Flying the flag for standards
You know how when you hear a new word for the first time, and it strikes you as curious and you make a point of learning it, and then for the next few weeks you seem to hear it all the time?
Last year I was touring pubs that had been refurbished as part of Everard's Project William scheme, and I first heard a phrase that has gone on to define much of what I see and hear about pubs.
We were in the Crown, in Beeston, on the outskirts of Nottingham. A year before our visit the pub had been less than impressive — one of those places that turns to flashier fonts and louder TVs in an attempt to keep its custom, and only ends up driving more of it away.
A year later, the local Campaign for Real Ale (CAMRA) branch named it as its pub of the year.
And there was one phrase that summed up the transformation. A former regular ventured back in on a lazy afternoon, cautiously treated himself to one of the dozen or so cask ales, took in the carpets, the new furniture and hop-entwined oak beams, nodded approvingly and said, "You could bring the wife in here."
The following day he did just that. And he wasn't the only one — by placing a focus on serving well-kept, locally brewed cask ales, beer sales there have soared.
But the largest percentage increase has been in wine sales — because the Crown is now exactly the kind of pub to which you can comfortably take the wife.
It's obviously not the first time I'd heard someone describe a pub in this way, but it did seem like the perfect description for this refurbished, revitalised pub that has defied the grim statistics on pub closures by rediscovering what pubs are supposed to be about — welcoming environments, with good quality drinks and good conversation.
I've just completed a research project for a family brewer, and we conducted some focus groups in one of the pubs the company had recently refurbished.
Even if my report turns out to be of no use, the groups have at least won that pub some new regulars. My research subjects who had not visited it before — or hadn't been there for years — were impressed.

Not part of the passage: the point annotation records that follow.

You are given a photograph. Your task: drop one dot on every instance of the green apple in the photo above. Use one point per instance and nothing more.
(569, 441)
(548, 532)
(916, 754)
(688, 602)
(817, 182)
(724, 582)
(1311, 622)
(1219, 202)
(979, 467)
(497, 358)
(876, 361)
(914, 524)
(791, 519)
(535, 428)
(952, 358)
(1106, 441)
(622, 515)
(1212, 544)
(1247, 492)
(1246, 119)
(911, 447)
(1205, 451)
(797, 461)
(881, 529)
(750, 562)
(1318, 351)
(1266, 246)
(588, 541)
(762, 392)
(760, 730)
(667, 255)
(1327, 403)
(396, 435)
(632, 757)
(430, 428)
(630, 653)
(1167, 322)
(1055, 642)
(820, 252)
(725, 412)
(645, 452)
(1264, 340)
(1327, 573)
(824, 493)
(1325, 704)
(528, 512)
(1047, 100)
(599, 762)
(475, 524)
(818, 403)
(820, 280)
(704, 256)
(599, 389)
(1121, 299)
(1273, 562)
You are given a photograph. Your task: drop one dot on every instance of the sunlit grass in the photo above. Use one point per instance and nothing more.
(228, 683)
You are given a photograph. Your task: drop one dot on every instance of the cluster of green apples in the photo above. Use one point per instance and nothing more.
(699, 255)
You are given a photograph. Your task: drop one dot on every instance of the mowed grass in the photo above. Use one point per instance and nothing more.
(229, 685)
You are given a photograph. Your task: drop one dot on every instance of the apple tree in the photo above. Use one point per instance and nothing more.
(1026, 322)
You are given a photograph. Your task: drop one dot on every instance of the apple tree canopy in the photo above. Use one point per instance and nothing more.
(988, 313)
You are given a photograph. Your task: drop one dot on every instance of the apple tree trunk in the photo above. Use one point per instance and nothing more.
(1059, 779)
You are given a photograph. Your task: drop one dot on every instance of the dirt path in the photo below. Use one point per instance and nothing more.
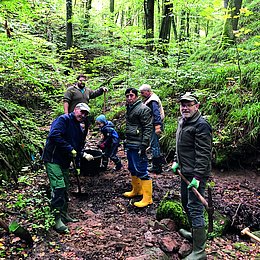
(110, 227)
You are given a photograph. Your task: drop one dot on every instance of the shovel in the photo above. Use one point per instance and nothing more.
(209, 206)
(18, 231)
(76, 174)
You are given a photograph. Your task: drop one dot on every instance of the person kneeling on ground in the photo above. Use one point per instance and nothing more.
(64, 144)
(109, 143)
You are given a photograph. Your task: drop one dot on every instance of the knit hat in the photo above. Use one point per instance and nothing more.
(83, 107)
(101, 119)
(188, 97)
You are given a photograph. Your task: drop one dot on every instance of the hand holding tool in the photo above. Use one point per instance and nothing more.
(74, 153)
(88, 157)
(246, 231)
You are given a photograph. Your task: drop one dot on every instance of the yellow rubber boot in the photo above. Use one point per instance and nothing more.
(147, 188)
(136, 188)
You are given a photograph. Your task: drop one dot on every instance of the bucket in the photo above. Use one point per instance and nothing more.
(91, 167)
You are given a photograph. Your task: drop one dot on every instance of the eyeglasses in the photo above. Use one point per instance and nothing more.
(187, 105)
(129, 95)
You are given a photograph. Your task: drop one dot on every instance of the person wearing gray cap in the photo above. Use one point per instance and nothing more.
(193, 158)
(65, 141)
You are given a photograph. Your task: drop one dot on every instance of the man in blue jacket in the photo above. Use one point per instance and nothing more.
(65, 141)
(154, 103)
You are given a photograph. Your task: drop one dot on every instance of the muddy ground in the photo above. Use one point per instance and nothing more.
(110, 227)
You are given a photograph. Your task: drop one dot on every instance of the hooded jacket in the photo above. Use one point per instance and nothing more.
(65, 135)
(110, 134)
(139, 125)
(193, 146)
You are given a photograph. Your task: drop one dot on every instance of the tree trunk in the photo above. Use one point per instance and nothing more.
(69, 34)
(149, 23)
(231, 23)
(165, 32)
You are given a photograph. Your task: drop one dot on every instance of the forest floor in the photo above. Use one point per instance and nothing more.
(110, 227)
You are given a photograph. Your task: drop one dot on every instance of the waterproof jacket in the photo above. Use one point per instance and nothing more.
(110, 134)
(75, 95)
(155, 104)
(65, 135)
(193, 146)
(139, 125)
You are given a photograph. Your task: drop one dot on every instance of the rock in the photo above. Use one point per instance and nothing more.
(169, 244)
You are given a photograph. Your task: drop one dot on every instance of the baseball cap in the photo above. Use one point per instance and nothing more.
(83, 107)
(188, 97)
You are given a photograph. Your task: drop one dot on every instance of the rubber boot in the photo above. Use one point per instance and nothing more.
(118, 167)
(147, 188)
(186, 234)
(198, 246)
(60, 227)
(156, 166)
(136, 188)
(65, 217)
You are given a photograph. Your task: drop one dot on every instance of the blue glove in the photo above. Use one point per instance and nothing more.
(74, 153)
(142, 151)
(194, 183)
(175, 166)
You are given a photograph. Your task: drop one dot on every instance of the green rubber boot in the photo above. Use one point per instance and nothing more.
(60, 227)
(199, 243)
(186, 234)
(65, 217)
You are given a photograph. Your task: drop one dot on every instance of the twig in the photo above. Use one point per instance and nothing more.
(234, 217)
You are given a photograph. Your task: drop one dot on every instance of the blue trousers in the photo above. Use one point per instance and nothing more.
(137, 165)
(192, 205)
(155, 145)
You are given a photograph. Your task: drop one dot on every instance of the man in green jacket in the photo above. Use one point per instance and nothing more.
(139, 129)
(79, 93)
(193, 157)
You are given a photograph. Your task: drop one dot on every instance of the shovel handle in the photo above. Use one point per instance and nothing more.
(4, 225)
(77, 177)
(197, 194)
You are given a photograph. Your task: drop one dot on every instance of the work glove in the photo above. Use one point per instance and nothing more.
(77, 171)
(194, 183)
(175, 166)
(74, 153)
(158, 130)
(102, 146)
(88, 157)
(142, 151)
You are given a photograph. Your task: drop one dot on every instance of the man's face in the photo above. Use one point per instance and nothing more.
(145, 93)
(80, 114)
(82, 82)
(131, 98)
(188, 108)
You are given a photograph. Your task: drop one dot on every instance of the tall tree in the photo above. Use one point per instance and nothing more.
(231, 23)
(149, 22)
(69, 23)
(165, 32)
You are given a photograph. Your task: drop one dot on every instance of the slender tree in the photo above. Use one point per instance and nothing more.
(149, 22)
(69, 33)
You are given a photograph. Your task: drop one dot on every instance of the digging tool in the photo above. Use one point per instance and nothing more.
(209, 206)
(77, 177)
(246, 231)
(104, 105)
(18, 231)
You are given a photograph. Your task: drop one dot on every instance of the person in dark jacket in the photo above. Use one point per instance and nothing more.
(154, 103)
(65, 141)
(193, 158)
(138, 134)
(109, 143)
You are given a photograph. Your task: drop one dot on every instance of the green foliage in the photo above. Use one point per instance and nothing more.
(172, 209)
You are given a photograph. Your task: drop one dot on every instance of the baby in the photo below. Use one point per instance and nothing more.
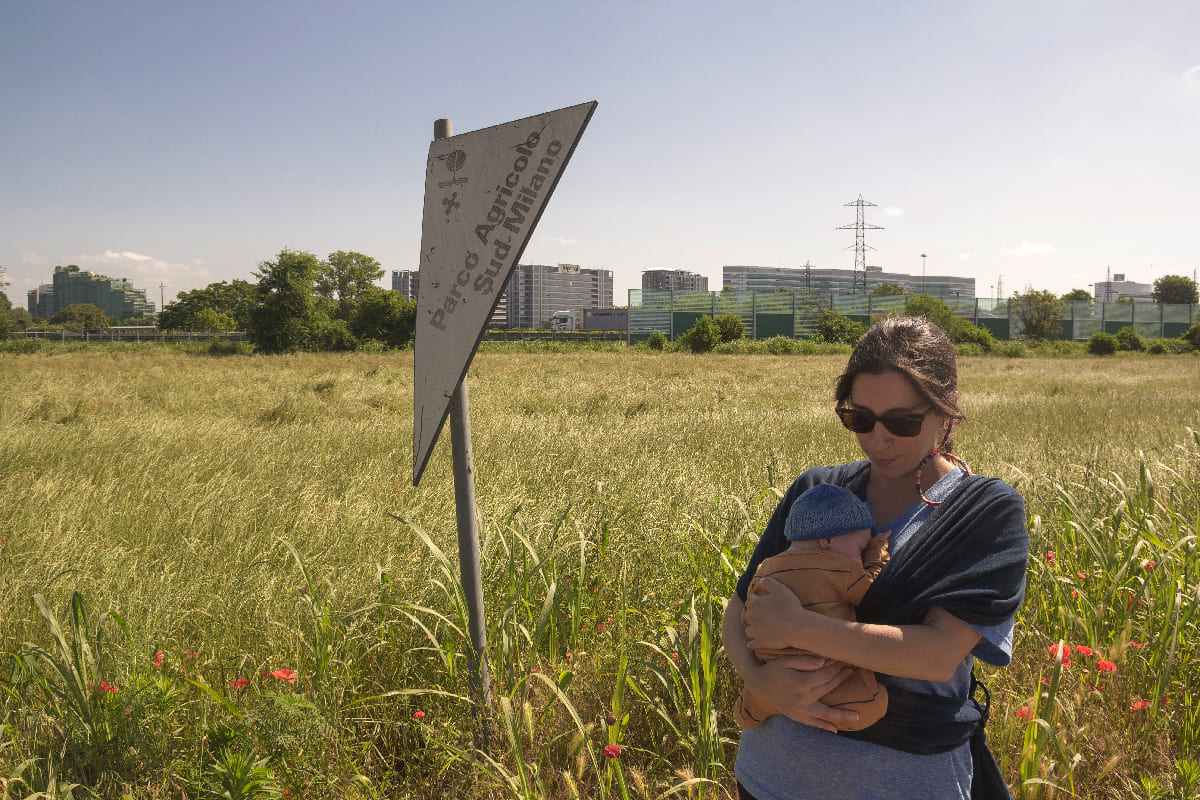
(829, 565)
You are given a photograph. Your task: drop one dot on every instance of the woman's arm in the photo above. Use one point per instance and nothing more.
(931, 650)
(792, 685)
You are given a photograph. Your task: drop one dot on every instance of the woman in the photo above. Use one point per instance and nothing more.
(948, 595)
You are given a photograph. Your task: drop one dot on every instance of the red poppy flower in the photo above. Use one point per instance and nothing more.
(285, 674)
(1060, 651)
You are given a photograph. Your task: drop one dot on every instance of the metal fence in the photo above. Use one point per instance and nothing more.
(796, 314)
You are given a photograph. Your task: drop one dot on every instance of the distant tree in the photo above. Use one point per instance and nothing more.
(345, 277)
(703, 336)
(1175, 289)
(1039, 312)
(1128, 338)
(213, 320)
(288, 316)
(81, 316)
(384, 316)
(234, 300)
(731, 326)
(939, 312)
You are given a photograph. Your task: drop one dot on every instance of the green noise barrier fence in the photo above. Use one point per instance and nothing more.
(795, 314)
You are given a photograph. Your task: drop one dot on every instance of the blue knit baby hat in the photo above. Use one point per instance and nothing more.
(825, 511)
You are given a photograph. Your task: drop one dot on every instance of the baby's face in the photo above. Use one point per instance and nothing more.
(851, 545)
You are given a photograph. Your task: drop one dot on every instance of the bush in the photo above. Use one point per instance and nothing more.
(1128, 338)
(1192, 336)
(731, 326)
(703, 336)
(1102, 343)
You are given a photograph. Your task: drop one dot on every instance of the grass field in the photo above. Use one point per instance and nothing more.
(252, 519)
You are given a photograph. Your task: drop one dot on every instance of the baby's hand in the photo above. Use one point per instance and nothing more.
(774, 617)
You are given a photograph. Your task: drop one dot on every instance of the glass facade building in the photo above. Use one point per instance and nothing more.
(817, 281)
(115, 296)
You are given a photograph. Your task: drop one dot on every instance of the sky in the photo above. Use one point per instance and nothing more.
(1030, 144)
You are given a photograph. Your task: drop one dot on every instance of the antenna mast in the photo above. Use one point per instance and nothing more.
(861, 247)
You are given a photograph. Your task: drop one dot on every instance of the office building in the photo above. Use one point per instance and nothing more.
(535, 292)
(673, 281)
(406, 282)
(1121, 289)
(115, 296)
(821, 281)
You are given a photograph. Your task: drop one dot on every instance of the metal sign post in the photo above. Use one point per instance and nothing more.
(484, 194)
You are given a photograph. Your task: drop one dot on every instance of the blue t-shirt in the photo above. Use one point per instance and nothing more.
(783, 759)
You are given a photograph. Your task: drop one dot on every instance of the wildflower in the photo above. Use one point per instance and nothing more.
(1061, 651)
(285, 674)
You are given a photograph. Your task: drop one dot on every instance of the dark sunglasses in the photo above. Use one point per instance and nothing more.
(861, 420)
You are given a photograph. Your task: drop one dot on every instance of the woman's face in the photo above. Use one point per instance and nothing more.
(891, 392)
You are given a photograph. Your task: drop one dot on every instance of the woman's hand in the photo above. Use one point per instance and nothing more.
(791, 685)
(795, 685)
(774, 617)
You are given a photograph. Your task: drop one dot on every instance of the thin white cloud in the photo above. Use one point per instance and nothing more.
(1030, 248)
(144, 271)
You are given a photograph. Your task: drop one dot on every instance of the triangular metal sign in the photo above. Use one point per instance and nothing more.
(484, 194)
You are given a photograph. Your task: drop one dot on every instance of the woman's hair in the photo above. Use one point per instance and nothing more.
(917, 349)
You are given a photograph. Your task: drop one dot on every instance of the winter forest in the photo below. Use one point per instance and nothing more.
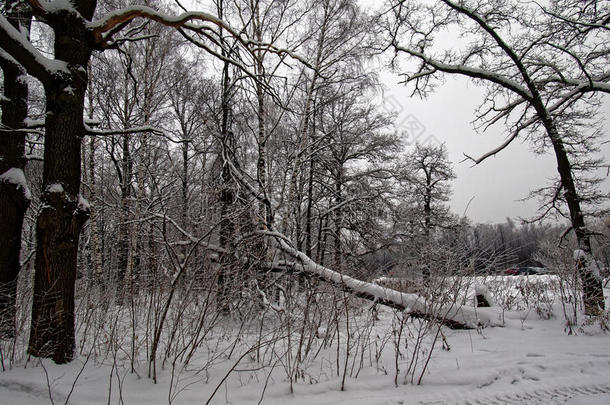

Once again, praise for the standard of the décor, the range of food and drinks and the welcome was summed up by it being 'a place where you could bring the wife'.
I explored this idea further. Why was it important? If you can bring the wife to a pub, does that mean you get to go to pubs more, because she'll now want to come out as well?
Not quite. They told me that it's more about the general standard of the place, no matter who you're with. It's not enough for pubs to just be 'a pub' any more.
With closures, the price of a pint increasing and money remaining tight, these blokes are getting choosier about where they go to drink.
They simply don't want to be in some boozer where your feet stick to the floor, the toilets smell and some neds at the pool table are getting lairy. It's not necessarily that you will take the wife there — just that you could if you wanted to.
All Bar One
This reminded me of All Bar One. In the 1990s Mitchells & Butlers realised that pubs were missing out on half the UK population, and introduced a format with big windows, decent wine, good food, and no bar stools for leering regulars, creating spaces where women felt comfortable drinking alone or in single-sex groups.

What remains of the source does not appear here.